Arnon Grunberg



On elections once again – Pfeffer in Haaretz:

‘Netanyahu’s predecessor as Likud leader, Yitzhak Shamir – a man of staunch nationalist ideals – regularly led the party out of the Knesset auditorium whenever Kahane got up to speak in his lone term as a lawmaker between 1984 and 1988. Likud then ensured, together with nearly all the other parties, that Kahane’s Kach party would no longer be allowed to run in another election. Netanyahu has no such scruples.
Ben-Gvir is essential to Netanyahu in his mission to eke out the far-right vote, which could ensure his return to power. Polling shows that a third of Otzma Yehudit’s potential voters are those who have barely, if ever, voted in the past. Bringing out those who habitually stay home on Election Day is a rare political achievement and could be the key to Netanyahu reaching the 61 lawmakers that would give him the majority that has been so elusive in the past four elections. But all this was true in the last election as well.’


‘In the elections where it had run separately, Otzma Yehudit never crossed the 3.25-percent electoral threshold and its votes were wasted. In the round of polling carried out last week, after Ben-Gvir had announced that he had failed to reach an agreement with Smotrich and Otzma Yehudit was therefore running alone, the party easily passed the threshold. In fact, in all of the polls, on the right it received the second-highest number of seats after Likud, either equaling or surpassing Shas.
This of course could have been a blip. Ben-Gvir is certainly cautious enough to think this may be the case, which is why, despite dwarfing Smotrich’s party in the polls, he agreed on Friday to merge the tickets on the basis of a 50-50 split of the top-10 spots – with Otzma Yehudit’s candidates getting lower spots on the slate. (Ben-Gvir himself is second on the ticket to Smotrich and his next candidate is placed at number five.) Now, though, there is no question about him being a doubtful candidate who risks dropping below the threshold. Instead, he is a major power broker in a possible Netanyahu governing coalition. He has banked those polls.’


‘The 46-year-old Ben-Gvir was the head of Kach’s youth department back in 1994 when, in the wake of the Hebron massacre carried out by Kach veteran Baruch Goldstein – whose picture until recently hung in the Ben-Gvir family’s living room – the movement was proscribed as a terror organization. He was arrested dozens of times and forbidden to join the Israeli army as a result.
Ben-Gvir’s life mission is to succeed where Kahane failed and make the movement, which was renamed Otzma Yehudit (Jewish Power) and changed parts of its platform so it could run again for the Knesset, as a legitimate, mainstream political party. That’s why he ostensibly accepted the rules and became a lawyer, and it’s why he admonishes his young admirers when they cry “Death to the Arabs!” Every time Ben-Gvir is interviewed as a legitimate politician, as he is nowadays daily, he is another step closer to his goal.
He could quite likely have won more Knesset seats in this election if Otzma Yehudit had done it alone. But he craves the little bit of establishment respectability that Smotrich has within the religious Zionist community that once shunned Kahane. And, more than anything, he wants to be openly acknowledged by Israel’s great leader Netanyahu.’

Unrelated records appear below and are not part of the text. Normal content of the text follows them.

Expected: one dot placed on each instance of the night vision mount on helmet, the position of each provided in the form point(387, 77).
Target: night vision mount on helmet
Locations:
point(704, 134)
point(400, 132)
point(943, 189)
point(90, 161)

‘Ben-Gvir is perfectly aware of such an outcome. But for now, he is on an equal footing with the other party leaders in a potential Likud government, a senior partner to Netanyahu. This is a feat that was unimaginable back in the days when he and his fellow Kahanists were outcasts on the furthest margins of Israeli politics.’

Read the article here.

The eighties were in hindsight innocent.

Compared to what nowadays are considered rightwing political parties or rightwing politicians, the right in the eighties, not only in Israel, was so civilized.

Most countries have their own brand of Kahanism.

And not only N. but too many politicians in general are willing to cover themselves in dirt in order to win elections.

Sometimes they are indistinguishable from the dirt they think they need to win.